WASHINGTON — As autonomous vehicle testing advances without cohesive federal guidelines, companies are operating under inconsistent or nonexistent rules for how and whether a vehicle is monitored and controlled on the road.
There are no federal rules requiring companies testing self-driving vehicles on public roads to have the ability to control them remotely. And of the five states where companies most frequently test autonomous vehicles — California, Michigan, Arizona, Pennsylvania and Florida — Pennsylvania is the only one to require that a human have the ability to take over controls if need be, mandating that a driver be in the car while it's tested.
Safety advocates argue the complex and varied rules for remote monitoring, guidance and control are emblematic of a larger problem: Autonomous vehicles in the U.S. remain largely unregulated, making it difficult to track safety progress as the technology advances.
Companies developing autonomous vehicles say there is a need for federal regulation — for example, a built-in system for mass testing of AVs, rather than seeking a limited waiver that allows companies to deploy just a small number — but that requirements for remote control should not be one of them.
While federal rules for remote control technology are nonexistent, AV companies encounter different rules depending on where they test.
Michigan, Arizona and Florida require the vehicles meet a "minimal risk condition," an industry term that doesn't have a strict definition but usually means the vehicle can safely pull itself out of traffic in the case of an emergency or malfunction, stop and turn on its hazards.
Thirteen other states — Washington, New Mexico, Utah, Colorado, Nebraska, Wisconsin, Texas, Ohio, Georgia, Virginia, Maryland, Massachusetts and New York — have also reported that they have tested autonomous vehicles at some point. None of these states require remote control capabilities either, though Washington and Ohio require remote guidance abilities; New Mexico, Maryland, New York and Massachusetts require a human operator behind the wheel; and Georgia and Utah require vehicles meet a minimal risk condition.
California has a similar rule for vehicles being tested without a driver.

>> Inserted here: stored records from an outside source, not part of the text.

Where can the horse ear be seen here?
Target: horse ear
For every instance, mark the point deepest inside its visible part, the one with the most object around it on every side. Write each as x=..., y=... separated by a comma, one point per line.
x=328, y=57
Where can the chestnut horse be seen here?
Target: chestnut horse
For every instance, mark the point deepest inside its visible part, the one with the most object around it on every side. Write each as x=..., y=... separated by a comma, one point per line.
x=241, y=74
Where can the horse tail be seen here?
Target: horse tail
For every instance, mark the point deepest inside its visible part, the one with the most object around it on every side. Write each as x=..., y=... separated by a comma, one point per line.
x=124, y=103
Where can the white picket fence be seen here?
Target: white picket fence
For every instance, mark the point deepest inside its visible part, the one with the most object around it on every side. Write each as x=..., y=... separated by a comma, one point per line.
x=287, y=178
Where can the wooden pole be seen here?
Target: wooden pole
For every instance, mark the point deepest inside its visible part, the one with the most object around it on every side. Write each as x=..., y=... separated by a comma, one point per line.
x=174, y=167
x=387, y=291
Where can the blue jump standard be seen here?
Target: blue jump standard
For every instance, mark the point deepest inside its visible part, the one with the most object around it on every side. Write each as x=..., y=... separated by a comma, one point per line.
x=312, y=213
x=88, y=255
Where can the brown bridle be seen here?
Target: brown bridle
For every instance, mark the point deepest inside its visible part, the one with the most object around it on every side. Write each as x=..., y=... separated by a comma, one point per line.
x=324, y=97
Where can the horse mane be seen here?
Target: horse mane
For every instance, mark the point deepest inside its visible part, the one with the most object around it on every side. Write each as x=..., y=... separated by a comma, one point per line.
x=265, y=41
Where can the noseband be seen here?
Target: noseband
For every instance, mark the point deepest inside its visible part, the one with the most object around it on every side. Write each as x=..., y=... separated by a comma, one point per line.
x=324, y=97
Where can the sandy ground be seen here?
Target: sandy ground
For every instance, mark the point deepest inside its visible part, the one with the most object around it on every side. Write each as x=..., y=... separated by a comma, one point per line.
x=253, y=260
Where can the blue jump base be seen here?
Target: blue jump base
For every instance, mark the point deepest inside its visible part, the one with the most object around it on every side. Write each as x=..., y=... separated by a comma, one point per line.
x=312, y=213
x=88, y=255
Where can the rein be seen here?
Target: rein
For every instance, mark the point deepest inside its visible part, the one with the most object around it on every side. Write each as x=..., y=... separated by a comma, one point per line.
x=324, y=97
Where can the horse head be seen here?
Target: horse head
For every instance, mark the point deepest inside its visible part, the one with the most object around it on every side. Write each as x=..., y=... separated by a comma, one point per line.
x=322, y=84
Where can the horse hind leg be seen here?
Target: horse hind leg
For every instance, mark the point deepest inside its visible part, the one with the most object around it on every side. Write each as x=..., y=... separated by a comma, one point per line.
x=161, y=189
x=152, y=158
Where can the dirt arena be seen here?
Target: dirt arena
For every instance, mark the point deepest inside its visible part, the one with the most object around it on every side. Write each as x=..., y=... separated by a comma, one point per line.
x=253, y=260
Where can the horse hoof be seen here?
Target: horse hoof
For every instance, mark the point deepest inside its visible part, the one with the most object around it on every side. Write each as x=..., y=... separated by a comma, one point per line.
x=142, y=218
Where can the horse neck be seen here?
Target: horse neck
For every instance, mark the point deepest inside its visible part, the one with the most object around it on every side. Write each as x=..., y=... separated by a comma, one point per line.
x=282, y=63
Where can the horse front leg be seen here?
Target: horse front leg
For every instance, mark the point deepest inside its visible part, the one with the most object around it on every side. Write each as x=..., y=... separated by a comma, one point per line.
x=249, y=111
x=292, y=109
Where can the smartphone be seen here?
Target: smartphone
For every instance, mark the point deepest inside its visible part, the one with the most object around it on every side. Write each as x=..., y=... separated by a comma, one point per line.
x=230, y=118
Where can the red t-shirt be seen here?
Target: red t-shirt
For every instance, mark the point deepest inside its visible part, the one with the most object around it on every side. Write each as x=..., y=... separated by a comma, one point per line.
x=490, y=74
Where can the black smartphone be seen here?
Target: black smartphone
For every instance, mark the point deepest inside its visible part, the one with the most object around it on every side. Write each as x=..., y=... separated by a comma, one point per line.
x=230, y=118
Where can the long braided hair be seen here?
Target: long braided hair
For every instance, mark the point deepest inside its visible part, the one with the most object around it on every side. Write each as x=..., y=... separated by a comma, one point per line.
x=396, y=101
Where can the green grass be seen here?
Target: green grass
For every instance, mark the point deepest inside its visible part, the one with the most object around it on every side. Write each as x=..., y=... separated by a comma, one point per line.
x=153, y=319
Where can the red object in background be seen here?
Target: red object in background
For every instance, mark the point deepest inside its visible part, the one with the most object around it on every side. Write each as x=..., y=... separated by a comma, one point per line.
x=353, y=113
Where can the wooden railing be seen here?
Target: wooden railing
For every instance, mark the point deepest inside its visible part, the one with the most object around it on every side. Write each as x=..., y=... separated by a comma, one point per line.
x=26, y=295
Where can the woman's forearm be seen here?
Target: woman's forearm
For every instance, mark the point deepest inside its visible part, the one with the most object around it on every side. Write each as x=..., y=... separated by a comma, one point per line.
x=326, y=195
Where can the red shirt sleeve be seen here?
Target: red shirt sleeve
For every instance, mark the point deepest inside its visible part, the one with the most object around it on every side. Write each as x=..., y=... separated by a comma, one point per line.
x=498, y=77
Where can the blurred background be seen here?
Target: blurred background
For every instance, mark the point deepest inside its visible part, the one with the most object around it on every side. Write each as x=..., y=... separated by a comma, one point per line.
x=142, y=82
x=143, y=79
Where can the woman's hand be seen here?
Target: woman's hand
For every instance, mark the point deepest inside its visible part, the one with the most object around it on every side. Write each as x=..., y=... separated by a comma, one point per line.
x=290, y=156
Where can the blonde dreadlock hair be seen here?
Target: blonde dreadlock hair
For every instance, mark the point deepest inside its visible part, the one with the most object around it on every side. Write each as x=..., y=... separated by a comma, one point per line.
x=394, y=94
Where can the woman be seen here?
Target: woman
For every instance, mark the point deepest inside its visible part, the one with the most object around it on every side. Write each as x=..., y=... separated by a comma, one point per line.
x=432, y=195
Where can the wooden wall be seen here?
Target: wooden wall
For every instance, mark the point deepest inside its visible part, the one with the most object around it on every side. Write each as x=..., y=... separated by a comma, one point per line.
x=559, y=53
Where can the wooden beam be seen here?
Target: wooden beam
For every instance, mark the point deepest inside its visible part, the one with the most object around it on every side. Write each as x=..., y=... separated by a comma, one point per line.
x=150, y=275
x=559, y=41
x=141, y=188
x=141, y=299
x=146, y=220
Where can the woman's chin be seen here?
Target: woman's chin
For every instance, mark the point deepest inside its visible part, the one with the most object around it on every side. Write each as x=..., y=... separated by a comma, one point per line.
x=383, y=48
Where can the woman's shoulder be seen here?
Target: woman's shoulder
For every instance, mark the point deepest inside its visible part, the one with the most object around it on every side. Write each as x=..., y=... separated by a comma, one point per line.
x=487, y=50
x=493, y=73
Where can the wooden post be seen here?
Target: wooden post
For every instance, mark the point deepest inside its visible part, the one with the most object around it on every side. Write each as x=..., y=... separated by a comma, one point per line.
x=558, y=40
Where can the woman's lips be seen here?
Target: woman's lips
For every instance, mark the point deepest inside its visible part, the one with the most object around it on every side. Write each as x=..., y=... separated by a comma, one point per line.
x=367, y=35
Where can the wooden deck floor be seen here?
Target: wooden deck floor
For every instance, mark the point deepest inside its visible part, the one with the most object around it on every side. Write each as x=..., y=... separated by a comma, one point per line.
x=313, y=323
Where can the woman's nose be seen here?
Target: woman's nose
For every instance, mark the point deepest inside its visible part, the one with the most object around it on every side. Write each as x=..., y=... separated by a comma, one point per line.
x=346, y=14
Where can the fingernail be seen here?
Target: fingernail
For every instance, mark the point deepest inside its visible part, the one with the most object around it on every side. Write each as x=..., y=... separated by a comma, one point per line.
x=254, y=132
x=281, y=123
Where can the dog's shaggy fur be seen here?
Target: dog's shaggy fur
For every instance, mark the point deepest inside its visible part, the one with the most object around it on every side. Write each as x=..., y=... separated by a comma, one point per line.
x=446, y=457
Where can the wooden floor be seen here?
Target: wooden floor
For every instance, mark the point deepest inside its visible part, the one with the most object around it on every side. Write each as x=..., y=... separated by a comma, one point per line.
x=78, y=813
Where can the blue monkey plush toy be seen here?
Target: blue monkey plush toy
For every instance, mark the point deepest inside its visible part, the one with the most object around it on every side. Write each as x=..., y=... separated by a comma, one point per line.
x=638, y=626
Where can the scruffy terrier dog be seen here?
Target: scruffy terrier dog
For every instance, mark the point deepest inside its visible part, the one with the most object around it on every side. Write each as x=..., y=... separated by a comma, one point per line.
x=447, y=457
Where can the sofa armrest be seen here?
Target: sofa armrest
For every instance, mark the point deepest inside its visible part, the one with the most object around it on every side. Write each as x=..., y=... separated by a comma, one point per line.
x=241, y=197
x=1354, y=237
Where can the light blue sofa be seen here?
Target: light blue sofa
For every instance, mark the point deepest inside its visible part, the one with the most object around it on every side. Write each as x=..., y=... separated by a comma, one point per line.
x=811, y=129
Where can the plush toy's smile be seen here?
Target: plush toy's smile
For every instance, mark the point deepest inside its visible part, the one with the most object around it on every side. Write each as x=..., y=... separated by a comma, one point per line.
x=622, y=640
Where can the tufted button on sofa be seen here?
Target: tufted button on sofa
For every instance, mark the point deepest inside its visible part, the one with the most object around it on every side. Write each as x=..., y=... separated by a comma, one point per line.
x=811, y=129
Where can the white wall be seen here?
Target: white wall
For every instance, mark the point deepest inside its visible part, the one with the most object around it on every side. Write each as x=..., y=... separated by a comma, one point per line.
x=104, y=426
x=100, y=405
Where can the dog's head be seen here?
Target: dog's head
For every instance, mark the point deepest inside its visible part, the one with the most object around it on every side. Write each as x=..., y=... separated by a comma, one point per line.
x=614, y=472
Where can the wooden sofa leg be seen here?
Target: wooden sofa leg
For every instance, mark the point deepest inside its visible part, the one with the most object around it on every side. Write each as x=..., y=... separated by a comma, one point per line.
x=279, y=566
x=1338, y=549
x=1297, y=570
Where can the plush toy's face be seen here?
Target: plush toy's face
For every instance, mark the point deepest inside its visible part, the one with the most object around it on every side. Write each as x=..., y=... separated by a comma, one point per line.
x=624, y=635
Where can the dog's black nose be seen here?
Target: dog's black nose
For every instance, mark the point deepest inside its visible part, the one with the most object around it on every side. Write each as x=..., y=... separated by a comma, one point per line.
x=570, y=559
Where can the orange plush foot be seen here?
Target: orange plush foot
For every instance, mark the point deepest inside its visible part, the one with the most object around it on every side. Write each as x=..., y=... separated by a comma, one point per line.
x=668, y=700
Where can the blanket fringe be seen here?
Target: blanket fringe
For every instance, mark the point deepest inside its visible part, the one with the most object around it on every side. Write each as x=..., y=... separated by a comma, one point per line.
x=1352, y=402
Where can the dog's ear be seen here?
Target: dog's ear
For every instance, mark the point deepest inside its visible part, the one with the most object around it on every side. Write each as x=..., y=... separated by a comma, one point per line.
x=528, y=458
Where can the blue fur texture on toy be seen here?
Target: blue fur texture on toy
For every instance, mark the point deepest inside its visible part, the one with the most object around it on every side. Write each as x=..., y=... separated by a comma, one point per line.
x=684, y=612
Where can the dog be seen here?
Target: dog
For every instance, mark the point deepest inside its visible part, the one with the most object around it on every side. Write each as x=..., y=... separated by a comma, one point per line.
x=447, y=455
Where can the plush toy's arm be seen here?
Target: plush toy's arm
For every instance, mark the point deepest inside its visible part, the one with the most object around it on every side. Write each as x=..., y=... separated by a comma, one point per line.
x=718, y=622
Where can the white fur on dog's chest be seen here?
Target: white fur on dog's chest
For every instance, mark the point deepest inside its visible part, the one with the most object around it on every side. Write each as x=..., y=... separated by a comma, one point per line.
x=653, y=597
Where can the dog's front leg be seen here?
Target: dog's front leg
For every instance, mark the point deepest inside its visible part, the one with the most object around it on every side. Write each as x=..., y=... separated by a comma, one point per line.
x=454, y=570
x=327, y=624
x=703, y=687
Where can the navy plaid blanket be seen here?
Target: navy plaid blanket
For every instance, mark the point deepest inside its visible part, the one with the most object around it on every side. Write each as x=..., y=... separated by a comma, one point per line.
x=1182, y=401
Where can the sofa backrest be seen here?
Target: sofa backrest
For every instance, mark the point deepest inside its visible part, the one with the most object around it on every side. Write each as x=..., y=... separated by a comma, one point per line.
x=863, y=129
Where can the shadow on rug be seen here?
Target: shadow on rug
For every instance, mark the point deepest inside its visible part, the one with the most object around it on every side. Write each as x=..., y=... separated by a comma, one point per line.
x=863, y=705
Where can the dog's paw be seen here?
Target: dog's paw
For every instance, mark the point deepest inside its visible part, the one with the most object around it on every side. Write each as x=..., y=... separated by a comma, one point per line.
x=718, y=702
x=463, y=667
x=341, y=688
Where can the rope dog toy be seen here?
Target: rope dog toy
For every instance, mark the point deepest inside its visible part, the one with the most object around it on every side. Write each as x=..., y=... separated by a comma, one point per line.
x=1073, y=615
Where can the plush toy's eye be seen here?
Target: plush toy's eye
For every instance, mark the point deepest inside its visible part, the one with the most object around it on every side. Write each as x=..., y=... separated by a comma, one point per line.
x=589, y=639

But it's the only major AV testing state that monitors how companies are testing, requiring that they send detailed information to the state describing any accidents that happen on public roads.
"The reality is that no federal legislative or regulatory structure has been built around the testing or deployment of self-driving vehicles on public roads," said Jason Levine, executive director of the Center for Auto Safety.
"As a result, oversight has been left to the states and as one might as expect, it is a patchwork, which at best asks manufacturers to promise their vehicle will minimize risk when autonomous technology encounters a situation its programming is not prepared to handle, and at worst remains entirely silent. There is little rhyme or reason to explain which states have allowed this technology on their roads without drivers either in the vehicle or operating remotely."